The
Medical Revolution of Messenger RNA.
By Fabrice Delaye. Cold Spring Harbor Laboratory Press. $29.50.
Stir the nitty-gritty of everyday science into the nitty-gritty of
everyday business decision-making and you have a mixture that will be
thoroughly unappealing to most of the people whose lives are deeply affected by
both science and business. A small group, though, will find the concoction
tasty, and for them, Fabrice Delaye’s The
Medical Revolution of Messenger RNA will be rather delectable.
Its prosaic title aside, the book is filled with some fascinating
history and some well-done tracing of the intricacies that drive both science
and business, each in its own way. The book’s starting point could have been
the 2023 Nobel Prize in physiology or medicine, but it came out a bit too soon
to begin by commenting on the award of that prize to Katalin Karikó and Drew
Weissman for their work on mRNA vaccines. Still, these “mRNA-obsessed
scientists,” as Delaye characterizes them – one from Hungary and one from the
United States – make more than one appearance in this book, starting with their
publication of an article in 2005, in the journal Immunity, that “laid the groundwork for the first two mRNA COVID-19
vaccines, produced by Moderna and Pfizer-BioNTech and approved in autumn of
2020.”
That 15-year delay between the publication of the article and the
approval of vaccines that have saved millions of lives while also generating
huge storms of controversy may seem like quite a time span, but in fact the
history of mRNA research – and its real-world applicability – goes back much
further than that. This is part of what Delaye wants readers to understand:
scientific progress moves to a different timetable from the one that science
fiction and everyday news reporting indicate, with incremental progress
painstakingly made year after year until success is as likely to come with a
sigh of relief as with an expression of “eureka!”

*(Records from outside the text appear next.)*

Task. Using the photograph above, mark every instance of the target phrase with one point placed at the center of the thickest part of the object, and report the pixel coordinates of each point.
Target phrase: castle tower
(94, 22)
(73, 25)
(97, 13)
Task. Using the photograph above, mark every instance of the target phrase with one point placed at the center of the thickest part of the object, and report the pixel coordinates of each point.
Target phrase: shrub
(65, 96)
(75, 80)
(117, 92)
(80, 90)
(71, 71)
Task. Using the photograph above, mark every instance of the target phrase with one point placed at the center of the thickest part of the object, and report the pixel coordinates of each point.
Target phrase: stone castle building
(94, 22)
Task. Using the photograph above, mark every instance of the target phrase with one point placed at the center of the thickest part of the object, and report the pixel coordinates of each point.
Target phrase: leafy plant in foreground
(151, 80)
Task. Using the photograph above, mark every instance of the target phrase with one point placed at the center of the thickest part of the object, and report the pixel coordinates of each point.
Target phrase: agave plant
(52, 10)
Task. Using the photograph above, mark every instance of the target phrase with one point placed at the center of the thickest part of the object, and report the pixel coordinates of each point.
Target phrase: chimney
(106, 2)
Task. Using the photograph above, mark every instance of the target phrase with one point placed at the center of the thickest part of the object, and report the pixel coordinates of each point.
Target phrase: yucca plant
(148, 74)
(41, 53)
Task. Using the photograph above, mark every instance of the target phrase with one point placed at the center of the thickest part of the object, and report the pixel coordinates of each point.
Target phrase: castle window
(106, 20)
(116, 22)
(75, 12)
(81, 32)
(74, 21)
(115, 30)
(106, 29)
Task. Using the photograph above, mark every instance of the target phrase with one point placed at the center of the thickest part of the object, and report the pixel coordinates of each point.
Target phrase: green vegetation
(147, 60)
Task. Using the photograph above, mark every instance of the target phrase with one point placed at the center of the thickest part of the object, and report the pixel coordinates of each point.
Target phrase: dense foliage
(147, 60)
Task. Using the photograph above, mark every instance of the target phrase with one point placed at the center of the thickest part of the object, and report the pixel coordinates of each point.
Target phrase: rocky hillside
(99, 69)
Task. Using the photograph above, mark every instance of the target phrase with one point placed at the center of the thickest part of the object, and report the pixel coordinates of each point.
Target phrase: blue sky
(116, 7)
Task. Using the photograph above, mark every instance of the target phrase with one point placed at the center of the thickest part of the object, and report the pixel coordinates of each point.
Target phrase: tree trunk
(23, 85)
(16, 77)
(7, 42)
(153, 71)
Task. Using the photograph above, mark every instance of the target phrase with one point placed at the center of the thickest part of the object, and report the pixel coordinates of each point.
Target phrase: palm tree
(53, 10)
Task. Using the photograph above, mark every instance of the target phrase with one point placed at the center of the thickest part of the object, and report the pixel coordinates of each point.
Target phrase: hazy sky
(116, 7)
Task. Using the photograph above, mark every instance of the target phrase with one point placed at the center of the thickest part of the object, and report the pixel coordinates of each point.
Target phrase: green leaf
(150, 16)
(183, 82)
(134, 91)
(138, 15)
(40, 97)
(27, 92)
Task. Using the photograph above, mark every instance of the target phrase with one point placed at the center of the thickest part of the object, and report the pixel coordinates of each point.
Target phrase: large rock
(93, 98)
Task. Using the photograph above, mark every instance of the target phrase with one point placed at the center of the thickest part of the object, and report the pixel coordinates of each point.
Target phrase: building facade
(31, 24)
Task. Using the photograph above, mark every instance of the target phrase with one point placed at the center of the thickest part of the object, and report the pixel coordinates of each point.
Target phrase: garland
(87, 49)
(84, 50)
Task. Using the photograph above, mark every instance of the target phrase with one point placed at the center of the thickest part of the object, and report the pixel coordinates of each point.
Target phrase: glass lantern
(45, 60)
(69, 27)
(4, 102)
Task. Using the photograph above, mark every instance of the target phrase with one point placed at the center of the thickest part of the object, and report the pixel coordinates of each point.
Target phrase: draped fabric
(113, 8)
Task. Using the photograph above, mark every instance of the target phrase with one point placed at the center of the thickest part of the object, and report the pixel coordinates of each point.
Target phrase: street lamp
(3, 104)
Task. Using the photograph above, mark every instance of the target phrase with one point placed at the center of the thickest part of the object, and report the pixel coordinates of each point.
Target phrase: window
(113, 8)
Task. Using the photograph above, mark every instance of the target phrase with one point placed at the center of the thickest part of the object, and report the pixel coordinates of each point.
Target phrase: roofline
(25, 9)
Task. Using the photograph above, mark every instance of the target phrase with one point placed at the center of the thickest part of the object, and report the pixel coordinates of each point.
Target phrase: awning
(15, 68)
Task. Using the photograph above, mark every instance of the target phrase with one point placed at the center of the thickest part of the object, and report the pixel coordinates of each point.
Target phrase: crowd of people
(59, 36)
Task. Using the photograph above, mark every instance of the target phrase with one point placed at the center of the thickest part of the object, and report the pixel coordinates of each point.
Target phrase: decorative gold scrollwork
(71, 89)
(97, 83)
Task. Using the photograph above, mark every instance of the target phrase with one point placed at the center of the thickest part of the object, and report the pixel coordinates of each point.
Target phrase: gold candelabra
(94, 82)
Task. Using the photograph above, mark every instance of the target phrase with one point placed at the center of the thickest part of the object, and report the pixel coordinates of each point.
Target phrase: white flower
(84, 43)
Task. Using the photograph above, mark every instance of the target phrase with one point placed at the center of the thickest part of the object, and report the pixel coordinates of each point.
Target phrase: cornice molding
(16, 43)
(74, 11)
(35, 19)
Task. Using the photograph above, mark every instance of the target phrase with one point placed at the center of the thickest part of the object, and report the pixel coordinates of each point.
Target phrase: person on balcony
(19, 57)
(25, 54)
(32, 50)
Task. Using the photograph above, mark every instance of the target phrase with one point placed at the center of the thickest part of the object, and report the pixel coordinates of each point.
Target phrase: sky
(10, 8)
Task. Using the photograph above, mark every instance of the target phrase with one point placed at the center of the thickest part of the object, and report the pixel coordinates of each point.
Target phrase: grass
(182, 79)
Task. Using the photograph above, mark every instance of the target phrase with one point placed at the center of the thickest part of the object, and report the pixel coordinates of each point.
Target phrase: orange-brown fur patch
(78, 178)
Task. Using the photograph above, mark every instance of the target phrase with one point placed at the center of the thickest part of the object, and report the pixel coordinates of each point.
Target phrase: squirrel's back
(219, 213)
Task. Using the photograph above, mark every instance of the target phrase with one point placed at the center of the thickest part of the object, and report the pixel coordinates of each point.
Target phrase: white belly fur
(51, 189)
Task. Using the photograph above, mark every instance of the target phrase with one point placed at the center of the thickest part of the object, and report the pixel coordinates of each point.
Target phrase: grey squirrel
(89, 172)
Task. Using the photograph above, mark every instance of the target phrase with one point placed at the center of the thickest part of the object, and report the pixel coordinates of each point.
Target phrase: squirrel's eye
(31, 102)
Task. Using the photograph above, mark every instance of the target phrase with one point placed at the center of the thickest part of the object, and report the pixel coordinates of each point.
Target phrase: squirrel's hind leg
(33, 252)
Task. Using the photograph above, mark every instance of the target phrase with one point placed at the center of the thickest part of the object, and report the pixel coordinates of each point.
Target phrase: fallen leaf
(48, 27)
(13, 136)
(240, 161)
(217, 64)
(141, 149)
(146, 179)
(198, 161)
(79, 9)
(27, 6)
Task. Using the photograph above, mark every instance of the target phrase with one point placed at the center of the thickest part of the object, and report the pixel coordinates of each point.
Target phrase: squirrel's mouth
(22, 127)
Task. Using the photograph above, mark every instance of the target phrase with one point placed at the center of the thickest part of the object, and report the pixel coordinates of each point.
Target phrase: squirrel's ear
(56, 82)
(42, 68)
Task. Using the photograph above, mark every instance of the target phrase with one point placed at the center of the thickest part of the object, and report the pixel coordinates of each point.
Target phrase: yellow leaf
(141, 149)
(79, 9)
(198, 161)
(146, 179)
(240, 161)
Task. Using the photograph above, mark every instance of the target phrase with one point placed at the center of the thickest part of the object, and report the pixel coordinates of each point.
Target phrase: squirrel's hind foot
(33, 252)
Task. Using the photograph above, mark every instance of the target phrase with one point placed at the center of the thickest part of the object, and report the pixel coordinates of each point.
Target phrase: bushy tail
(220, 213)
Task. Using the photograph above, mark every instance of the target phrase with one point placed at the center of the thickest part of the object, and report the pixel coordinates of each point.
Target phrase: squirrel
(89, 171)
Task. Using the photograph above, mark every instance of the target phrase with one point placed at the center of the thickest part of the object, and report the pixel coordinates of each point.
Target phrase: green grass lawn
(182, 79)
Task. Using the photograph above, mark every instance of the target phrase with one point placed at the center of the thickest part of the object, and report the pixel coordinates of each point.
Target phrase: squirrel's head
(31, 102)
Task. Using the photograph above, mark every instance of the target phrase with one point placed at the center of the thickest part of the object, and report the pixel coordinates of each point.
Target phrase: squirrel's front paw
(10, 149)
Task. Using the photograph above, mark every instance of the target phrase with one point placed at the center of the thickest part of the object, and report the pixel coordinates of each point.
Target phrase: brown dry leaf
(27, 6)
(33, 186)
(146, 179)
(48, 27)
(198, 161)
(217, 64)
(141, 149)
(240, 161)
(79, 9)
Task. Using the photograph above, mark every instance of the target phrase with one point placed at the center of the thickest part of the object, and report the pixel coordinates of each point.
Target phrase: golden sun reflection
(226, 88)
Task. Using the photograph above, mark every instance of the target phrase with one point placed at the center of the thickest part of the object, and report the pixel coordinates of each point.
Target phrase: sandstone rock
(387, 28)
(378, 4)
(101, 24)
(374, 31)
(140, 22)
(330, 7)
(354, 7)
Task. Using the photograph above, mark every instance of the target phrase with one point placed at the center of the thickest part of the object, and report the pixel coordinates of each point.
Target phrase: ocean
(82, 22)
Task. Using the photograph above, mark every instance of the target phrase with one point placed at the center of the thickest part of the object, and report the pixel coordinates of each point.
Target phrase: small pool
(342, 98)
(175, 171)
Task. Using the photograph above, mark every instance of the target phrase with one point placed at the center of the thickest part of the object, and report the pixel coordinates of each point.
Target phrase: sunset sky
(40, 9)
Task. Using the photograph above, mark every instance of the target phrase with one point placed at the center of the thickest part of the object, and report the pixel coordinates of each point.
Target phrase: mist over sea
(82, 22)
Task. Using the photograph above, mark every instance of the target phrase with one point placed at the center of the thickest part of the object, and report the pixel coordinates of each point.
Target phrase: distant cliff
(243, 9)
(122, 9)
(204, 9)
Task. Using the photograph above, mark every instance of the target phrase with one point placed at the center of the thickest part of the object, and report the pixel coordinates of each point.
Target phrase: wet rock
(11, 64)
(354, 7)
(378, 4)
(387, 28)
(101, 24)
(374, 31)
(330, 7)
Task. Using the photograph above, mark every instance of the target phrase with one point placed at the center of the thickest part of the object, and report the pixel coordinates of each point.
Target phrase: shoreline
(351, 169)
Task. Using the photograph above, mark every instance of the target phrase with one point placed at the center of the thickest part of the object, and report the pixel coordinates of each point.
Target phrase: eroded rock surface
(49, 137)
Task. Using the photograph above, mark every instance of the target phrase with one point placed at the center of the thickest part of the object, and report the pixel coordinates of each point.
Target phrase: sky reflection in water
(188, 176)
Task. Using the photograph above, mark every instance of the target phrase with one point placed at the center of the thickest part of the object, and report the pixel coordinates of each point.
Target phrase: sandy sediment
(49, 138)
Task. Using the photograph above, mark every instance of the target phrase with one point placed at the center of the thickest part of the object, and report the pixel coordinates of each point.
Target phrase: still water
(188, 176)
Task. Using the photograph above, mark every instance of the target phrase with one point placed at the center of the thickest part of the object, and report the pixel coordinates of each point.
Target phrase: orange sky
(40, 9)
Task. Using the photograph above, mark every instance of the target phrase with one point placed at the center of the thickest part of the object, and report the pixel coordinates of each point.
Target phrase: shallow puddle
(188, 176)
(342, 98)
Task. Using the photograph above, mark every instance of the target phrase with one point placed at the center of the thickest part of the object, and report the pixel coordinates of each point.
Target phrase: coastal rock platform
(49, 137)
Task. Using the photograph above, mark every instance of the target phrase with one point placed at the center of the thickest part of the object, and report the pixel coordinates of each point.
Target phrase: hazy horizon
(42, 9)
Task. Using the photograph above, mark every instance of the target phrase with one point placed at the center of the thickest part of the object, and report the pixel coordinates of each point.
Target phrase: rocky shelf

And what exactly is success? In the context of The Medical Revolution of Messenger RNA, success takes two forms:
scientific and commercial. And they are often at odds. For example, a chapter
called “RNA or DNA? How Merck Missed the Jackpot” explains the onetime internal
debate at this major multinational pharmaceutical company about vaccine
development focusing on RNA or DNA. Some of the explanatory material may be a
bit difficult for non-science readers to follow, as when one researcher
explains, “It seemed about as elusive as cold fusion! …The research…had
demonstrated protein expression in muscle but not yet in cells containing
expressing antigen proteins that provoke the cellular immune response.” And
this is a scientist making every effort to explain things clearly.
The business side of the arguments within Merck is somewhat more readily
comprehensible, including the explanation that “we could only produce tiny
volumes of mRNA using the standard method at the time. Technology based on mRNA
clearly wasn’t a marketable procedure. It also required incredibly expensive
reagents.” And right there is the collision between that which science
accomplishes, or believes it can accomplish, and what marketability and financial
realities (as well as technological ones) will or will not allow it to try to
accomplish.
Even understanding what mRNA is can be a challenge for non-scientists.
Messenger RNA – that is the full name of what is generally referred to as mRNA –
contains instructions from genes within DNA that tell the body’s cells to
create specific proteins. Since there are millions of proteins, each produced
on the instruction of specific mRNA, the use of mRNA for disease-fighting is
extraordinarily complex: an mRNA vaccine must tell the body to make a specific
viral protein so the body’s immune system can recognize that protein and
marshal forces against it if it ever appears.
And this has to happen within the realities of finance. Another element
of The Medical Revolution of Messenger
RNA that involves COVID-19 vaccines, in a chapter called “Moderna’s
Moonshot,” has an entrepreneur make the interesting comment, “Moderna took the
same approach as Amazon or Tesla. Spend a lot of money before making any, to
corner the market.” And this had to be done after mRNA research on a flu
vaccine failed to lead to a
commercial product – a leap of faith and finance at the same time.
The real-world way in which scientific research is done, the painstaking pace at which apparent breakthroughs eventually emerge after decades of work, is foundational to Delaye’s writing in The Medical Revolution of Messenger RNA. Creating something revolutionary – vaccines to correct genetic defects that are expressed as rare and extremely serious diseases, for example – may be scientifically possible but not economically viable. Or such creation may not be scientifically possible with current technology, just as Merck’s “standard method at the time” was not able to produce mRNA-based technology. And some approaches that are scientifically possible are not economically viable at any given time. The complexities of the science-business relationship abound; indeed, The Medical Revolution of Messenger RNA only scratches the surface of the opportunities and obstacles. This is a book that helps explain not only why Karikó and Weissman won their Nobel Prize but also why COVID-19 vaccines that seemed to be developed quickly were actually many decades in the making. Delaye writes clearly about a topic whose complexity makes clarity difficult to obtain. This book may reach only a small audience, but it will be highly informative and thought-provoking for those who are willing to invest the time to read it and think through the topics it explores.